Zuerst einmal sorry, dass ich eine Weile nichts von mir habe hören lassen 🙂 Ich war in einer herausfordernden Zeit mit meinem Studium und dem Arbeiten, so dass ich den Kopf nicht frei hatte einen Blog zu schreiben. Es ist auch in den letzten Wochen einiges geschehen und ich durfte einiges erleben, was mich als Person weitergebracht hat. Auf eine Reise nehme ich euch gerne detailliert mit 🙂

Wie oben erwähnt beschäftigen mich die Quellen, mit welchen ich meinen Durst stille.
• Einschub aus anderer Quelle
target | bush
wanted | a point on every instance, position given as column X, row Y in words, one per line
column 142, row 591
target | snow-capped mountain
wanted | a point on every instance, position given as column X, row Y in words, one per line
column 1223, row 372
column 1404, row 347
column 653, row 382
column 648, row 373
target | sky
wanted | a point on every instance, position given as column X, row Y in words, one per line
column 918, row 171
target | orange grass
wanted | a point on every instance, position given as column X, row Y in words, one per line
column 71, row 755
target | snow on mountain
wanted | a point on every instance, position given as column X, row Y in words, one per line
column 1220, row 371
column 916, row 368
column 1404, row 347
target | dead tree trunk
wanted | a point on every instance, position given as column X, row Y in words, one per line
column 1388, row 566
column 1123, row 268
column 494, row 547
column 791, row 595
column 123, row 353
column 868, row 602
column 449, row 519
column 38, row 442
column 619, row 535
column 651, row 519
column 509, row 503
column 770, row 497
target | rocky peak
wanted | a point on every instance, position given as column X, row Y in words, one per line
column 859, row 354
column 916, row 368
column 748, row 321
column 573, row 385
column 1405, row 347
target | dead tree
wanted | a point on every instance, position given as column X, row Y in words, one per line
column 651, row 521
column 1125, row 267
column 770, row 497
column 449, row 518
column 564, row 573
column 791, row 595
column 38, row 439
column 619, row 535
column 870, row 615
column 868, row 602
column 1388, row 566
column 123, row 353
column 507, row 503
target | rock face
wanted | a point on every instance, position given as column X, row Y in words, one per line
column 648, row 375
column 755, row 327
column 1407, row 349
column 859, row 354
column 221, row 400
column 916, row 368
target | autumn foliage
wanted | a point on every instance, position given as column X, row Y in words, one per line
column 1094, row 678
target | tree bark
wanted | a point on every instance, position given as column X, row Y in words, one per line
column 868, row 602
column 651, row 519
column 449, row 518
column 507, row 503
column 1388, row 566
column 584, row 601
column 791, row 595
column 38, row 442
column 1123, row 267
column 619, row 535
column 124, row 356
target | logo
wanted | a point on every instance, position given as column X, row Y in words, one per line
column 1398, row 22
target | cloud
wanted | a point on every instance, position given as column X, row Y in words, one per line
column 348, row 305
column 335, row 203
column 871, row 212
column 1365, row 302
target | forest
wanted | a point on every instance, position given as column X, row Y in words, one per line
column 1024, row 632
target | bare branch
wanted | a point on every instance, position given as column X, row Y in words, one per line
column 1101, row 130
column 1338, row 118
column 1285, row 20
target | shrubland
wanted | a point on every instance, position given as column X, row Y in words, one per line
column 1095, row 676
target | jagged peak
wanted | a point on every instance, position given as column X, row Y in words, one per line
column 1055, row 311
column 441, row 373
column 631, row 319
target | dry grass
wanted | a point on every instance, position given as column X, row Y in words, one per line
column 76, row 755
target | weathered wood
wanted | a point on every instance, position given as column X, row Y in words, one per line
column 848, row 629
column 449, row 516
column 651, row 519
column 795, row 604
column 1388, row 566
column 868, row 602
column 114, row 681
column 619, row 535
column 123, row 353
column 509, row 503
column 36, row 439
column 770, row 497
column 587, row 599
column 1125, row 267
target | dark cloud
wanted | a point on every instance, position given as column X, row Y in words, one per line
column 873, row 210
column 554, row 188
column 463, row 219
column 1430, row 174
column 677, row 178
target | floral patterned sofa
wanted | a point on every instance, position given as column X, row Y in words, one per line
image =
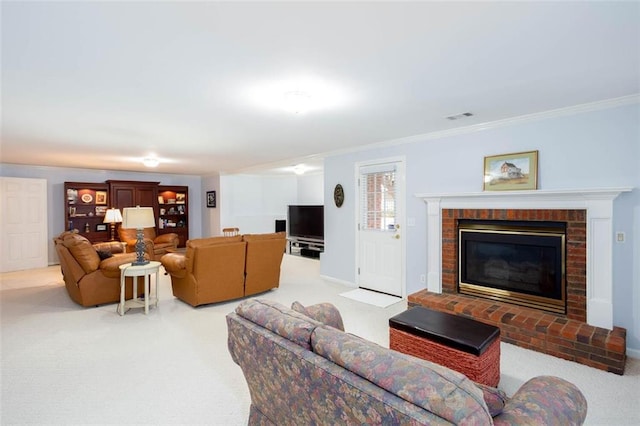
column 301, row 368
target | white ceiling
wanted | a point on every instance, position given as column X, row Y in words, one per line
column 104, row 84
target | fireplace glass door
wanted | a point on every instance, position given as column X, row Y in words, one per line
column 518, row 263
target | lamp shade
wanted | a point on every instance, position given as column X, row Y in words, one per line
column 137, row 217
column 113, row 216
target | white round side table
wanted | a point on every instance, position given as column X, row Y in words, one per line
column 129, row 270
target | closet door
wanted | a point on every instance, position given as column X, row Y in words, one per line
column 23, row 223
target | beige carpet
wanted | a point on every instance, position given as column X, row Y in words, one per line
column 371, row 297
column 64, row 364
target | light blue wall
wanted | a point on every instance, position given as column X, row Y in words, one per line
column 57, row 176
column 596, row 149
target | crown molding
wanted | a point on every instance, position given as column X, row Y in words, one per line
column 512, row 121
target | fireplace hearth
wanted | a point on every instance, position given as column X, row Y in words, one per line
column 513, row 261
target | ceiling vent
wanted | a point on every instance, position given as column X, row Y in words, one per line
column 459, row 116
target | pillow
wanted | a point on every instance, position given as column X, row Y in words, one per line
column 103, row 254
column 494, row 398
column 325, row 313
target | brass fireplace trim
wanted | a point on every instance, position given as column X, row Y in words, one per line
column 532, row 301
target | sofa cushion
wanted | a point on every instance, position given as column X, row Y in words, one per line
column 444, row 392
column 325, row 313
column 270, row 236
column 279, row 319
column 199, row 242
column 82, row 251
column 494, row 398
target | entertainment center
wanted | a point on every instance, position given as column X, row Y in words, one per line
column 306, row 230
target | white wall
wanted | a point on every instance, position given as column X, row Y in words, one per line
column 57, row 176
column 595, row 149
column 211, row 215
column 253, row 203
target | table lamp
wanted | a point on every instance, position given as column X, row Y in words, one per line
column 138, row 218
column 113, row 216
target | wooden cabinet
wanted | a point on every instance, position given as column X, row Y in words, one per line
column 85, row 207
column 173, row 211
column 86, row 204
column 129, row 193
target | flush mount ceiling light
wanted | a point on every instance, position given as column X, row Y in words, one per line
column 459, row 116
column 150, row 162
column 296, row 102
column 297, row 95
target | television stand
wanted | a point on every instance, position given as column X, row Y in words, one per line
column 306, row 247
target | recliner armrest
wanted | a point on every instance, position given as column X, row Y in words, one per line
column 175, row 264
column 545, row 400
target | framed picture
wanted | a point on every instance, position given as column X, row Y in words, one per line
column 211, row 198
column 101, row 197
column 511, row 172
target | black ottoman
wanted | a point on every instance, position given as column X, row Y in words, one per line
column 462, row 344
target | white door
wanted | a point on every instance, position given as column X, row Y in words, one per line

Das heisst in etwa, was hat Priorität in meinem Leben? Diese Frage schoss mir einfach einmal durch den Kopf. Na klar, es kam nicht unerwartet. In einem Gespräch betonte ich, wie wichtig es sei, ständig sein Herz zu prüfen und sich wieder neu auszurichten. Aufgrund dieses Gespräches wollte ich also wissen, was Priorität hat in meinem Leben. Denn ich denke deine Prioritäten zeigen sehr stark auf, für was dein Herz schlägt und für was dein Herz geht. Also erstellte ich über mehrere Tage eine Liste und ergänzte sie fortlaufend. Ich hatte alles schön aufgelistet und nahm diese auch immer wieder mit ins Gebet. Auf einmal als ich über diese Liste betete, wurde mir bewusst, dass ich sehr viel Zeit in soziale Medien investiere. So oft am Tag checkte ich all die verschiedenen Apps ab. Ganz unbewusst war die erste Handlung am Morgen das Checken meiner WhatsApp Nachrichten, Facebook Nachrichten etc. Als ich mir über diese Erkenntnis weitere Gedanken machte, hörte ich innerlich, wie ich zu jemandem gesagt habe, weisst du am Morgen habe ich nie so viel Zeit für Jesus. Das kennst du doch? Ich bin nun einfach kein Morgen Mensch und das gibt es hald einfach. Ich musste über diese Priorität in meinem Leben weinen und fasste mir ganz bewusst den Entschluss, all diese Apps aus meinem Handy zu verbannen. Exkl. WhatsApp natürlich, darüber koordiniert man ja soooooo unglaublich viiiiiiel 😉

Die Personen, welche mich auf dieser Reise begleiteten fragten mich zum Teil, also dann kannst du das einfach so quasi von 100 auf 0? Hast du dann nicht so etwas wie Entzugserscheinungen? Klingt vielleicht doof , aber ich erschrak, wie oft ich in den ersten Tagen mein Handy in der Hand hatte und da erst bemerkte, ach ich hab ja die Apps nicht mehr. Ich kann dir sagen, dass mir kein einziger Tag schwer gefallen ist oder schwerfällt. Vielmehr bemerke ich, wie viel Zeit ich eigentlich zur Verfügung habe, wenn ich nicht ständig online sein muss. Dies ist genauso eine Quelle, von welcher man genügend Gift für sein Herz erhält. Gerade die sozialen Medien bieten so eine riesige Plattform für das Vergleichen mit anderen oder aber auch rein nur für Minderwertigkeitsgefühle. Ah die, die hat frei bei diesem Wetter! Die hat es schon schön, ich bin so eine arme und muss immer…blablabla…ihr kennt es! Mich persönlich führte es so in eine neue Freiheit. Ich habe keinen Zwang mehr online sein zu müssen oder irgendetwas zu verpassen. Nein, meine Leute wissen nun, ich bin nur noch per WhatsApp oder Telefon erreichbar. Dies lässt sich alles koordinieren keine Angst. Und plötzlich habe ich auch am Morgen wieder Zeit für Jesus. Ich habe Zeit einen Ausschnitt aus der Bibel zu lesen und mir Gedanken darüber zu machen. Mein Kopf ist frei für die Stimme Gottes. Ich konsumiere nicht länger giftige Stimmen, die mir irgendwelchen Mist einreden und ich es irgendwann zu glauben beginne. DU kannst dich entscheiden, was hat Priorität in deinem Leben. Mit was möchtest DU DEIN Leben füllen? Von was möchtest DU voll sein?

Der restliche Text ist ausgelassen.